Другим примером может служить также связанное с холерой дело из г. Речица Минской губернии. Здесь в 1831 г. для захоронения умерших от холерной эпидемии отвели отдельное место, которое, впрочем, не пользовалось популярностью у местного населения, которое по разрешению городничего периодически продолжало хоронить скончавшихся на прежнем кладбище. Следует сказать, что судя по материалам погребальных метрик такая практика не была редкостью и в середине XIX в., несмотря на повторявшиеся законодательные запреты. Вероятно, она осуществлялась за некоторую плату, но в случае с Речицей дело выплыло наружу по жалобе местного священника, с которым разрешение городничего не согласовали. В рапорте последнего объясняются причины непопулярности нового места захоронения среди обывателей:
«отведены для погребения особые кладбища, но не в каком другом месте стороннем и приличном, а вблизи еврейских [кладбищ], ничем не огорожены и возле самых распутий».
Как видим, речицкий священник воспринимал соседство еврейского кладбища как заметный негативный фактор, снижающий статус нового христианского кладбища в глазах населения.
Похожий пример неприязни к соседству с еврейским кладбищем относится к градостроительным начинаниям в Гродно в конце XIX в. Здесь решено было отступить от прежнего плана застройки Занеманской части города. В числе прочего отказались и от постройки планировавшейся ранее православной церкви, так как
«место нелюдное и в добавок ещё рядом находится еврейское кладбище».
Очевидно, здесь проявлялось представление о недопустимости соседства «своего» сакрального объекта с «чужим», который физически и символически воспринимался как нечистый.
С этими представлениями связано развитие второго типа рассматриваемых сюжетов – о соседстве еврейской жилой застройки с христианскими кладбищами. Так, в 1822 г. попечитель минской Свято-Покровской церкви, аудитор Минского внутреннего гарнизонного батальона Ашурков подал в Минскую духовную православную консисторию рапорт, в котором сообщал, что
«...вчерашнего числа, осматривая кладбище и Свято-Покровскую церковь и состоящую при ней ограду, я усмотрел: что жители города Минска, евреи, вблизи церкви строясь жильём, занимают огородами церковную ограду, а через таковое допущение к постройке близ церкви еврейских домов, может быть нечистота и опасность».
Далее он ходатайствует о запрете евреям строиться близ церкви
«...с причины тесноты церковного места, которое должно ныне заняться новою пространнейшею оградою – а не еврейскими домами, от коих нередко происходят здесь пожары».
В том же году еврейские постройки и огороды вблизи церкви были запрещены по распоряжению минского губернатора. Обращает на себя внимание и привычное связывание еврейских домов с «нечистотой и опасностью», и то, что предметом заботы становится не само население, которое жило на опасном для здоровья (по представлениям своего времени) расстоянии от кладбища, но лишь сама церковь и ограда вокруг нее.
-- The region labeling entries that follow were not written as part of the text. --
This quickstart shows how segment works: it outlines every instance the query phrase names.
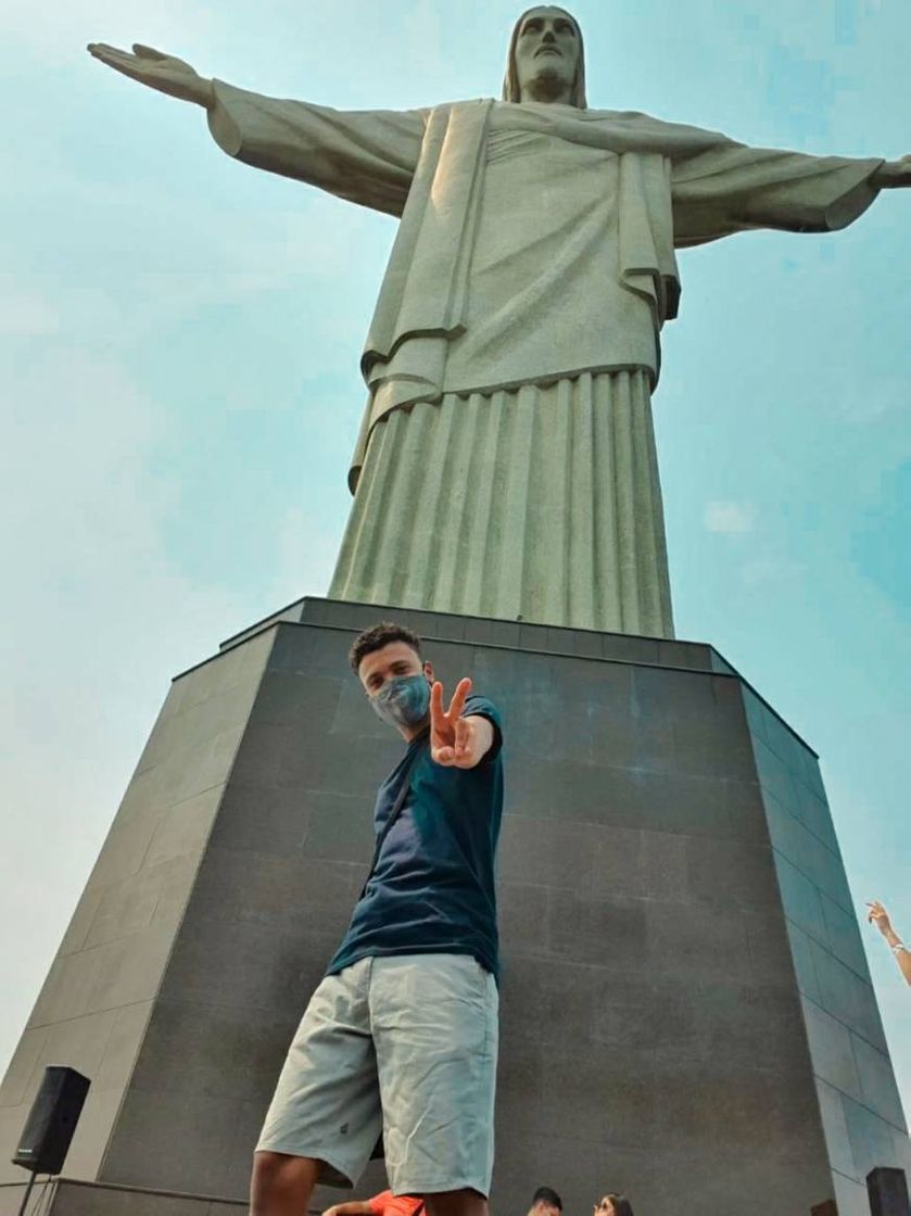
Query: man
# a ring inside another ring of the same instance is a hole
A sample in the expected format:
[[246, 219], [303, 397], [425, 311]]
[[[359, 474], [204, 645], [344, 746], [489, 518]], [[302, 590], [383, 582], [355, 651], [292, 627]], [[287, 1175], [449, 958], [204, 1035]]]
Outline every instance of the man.
[[563, 1200], [550, 1187], [539, 1187], [532, 1195], [528, 1216], [562, 1216]]
[[89, 50], [202, 106], [230, 156], [401, 216], [361, 361], [339, 599], [673, 636], [651, 395], [675, 248], [842, 229], [911, 185], [909, 157], [589, 109], [581, 32], [553, 6], [519, 17], [502, 101], [432, 109], [338, 112], [151, 47]]
[[383, 621], [350, 652], [407, 743], [379, 787], [373, 862], [288, 1049], [257, 1145], [253, 1216], [354, 1186], [382, 1132], [395, 1195], [485, 1216], [497, 1048], [494, 854], [500, 719], [460, 681], [449, 709], [421, 641]]
[[867, 907], [870, 908], [867, 912], [867, 922], [876, 924], [879, 933], [883, 938], [885, 938], [889, 944], [889, 948], [895, 956], [895, 962], [899, 964], [899, 970], [905, 978], [905, 983], [911, 984], [911, 951], [893, 929], [889, 913], [882, 906], [879, 900], [871, 900], [867, 903]]

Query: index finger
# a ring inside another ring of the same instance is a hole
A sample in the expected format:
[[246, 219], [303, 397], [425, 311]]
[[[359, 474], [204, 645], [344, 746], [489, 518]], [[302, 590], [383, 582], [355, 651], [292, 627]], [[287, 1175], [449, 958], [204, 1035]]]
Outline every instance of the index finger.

Со схожей ситуацией столкнулись евреи местечка Койданово (сегодня г. Дзержинск Минской области). В сентябре 1841 г. на них поступила жалоба от старосты Свято-Покровской церкви Ильи Лагуновича и группы подписавшихся прихожан. В жалобе говорилось, что
«...евреями построено на кладбище три еврейских дома, кои евреи по своим обыкновенным выгодам постройкой хлевов, конюшен и прочих строений и вновь перестраиванием приблизились к православной церкви не более как четырёх сажней от оной, а между тем устроили, колодец, погребы, ледовни и прочие гнусные постройки и скоторезный амбар».
Из дальнейшего изложения становится ясно, что недавно при починке участка почтовой дороги, которая как раз шла возле церкви и около названного «скоторезного амбара», были выкопаны кости и череп, которые были перенесены в церковь.
Именно поэтому в жалобе звучало опасение о «напрасном разорении наших праотцов костей» новыми еврейскими постройками. При дознании с опросом местных жителей было установлено, что в действительности три еврейских дома были построены на месте ранее располагавшегося здесь дома некоего Петра Верцинского, который использовался в качестве приходского училища, но после смерти хозяина перешел в собственность евреев, которые постепенно расширили свои дворы вплотную к ограде церкви. Возможно, на этой территории действительно существовало кладбище, на что указывает находка костей, но фактически на поверхности земли ничто на его присутствие не указывало. Никто в тонкости проблемы вникать не стал, а хозяйственные постройки при еврейских домах были просто снесены. Заметим, что в этом случае, речь не идёт о вопросе земельной собственности и конкретные евреи-домохозяева тут выступают в качестве частных лиц, а не как принадлежащие к общине.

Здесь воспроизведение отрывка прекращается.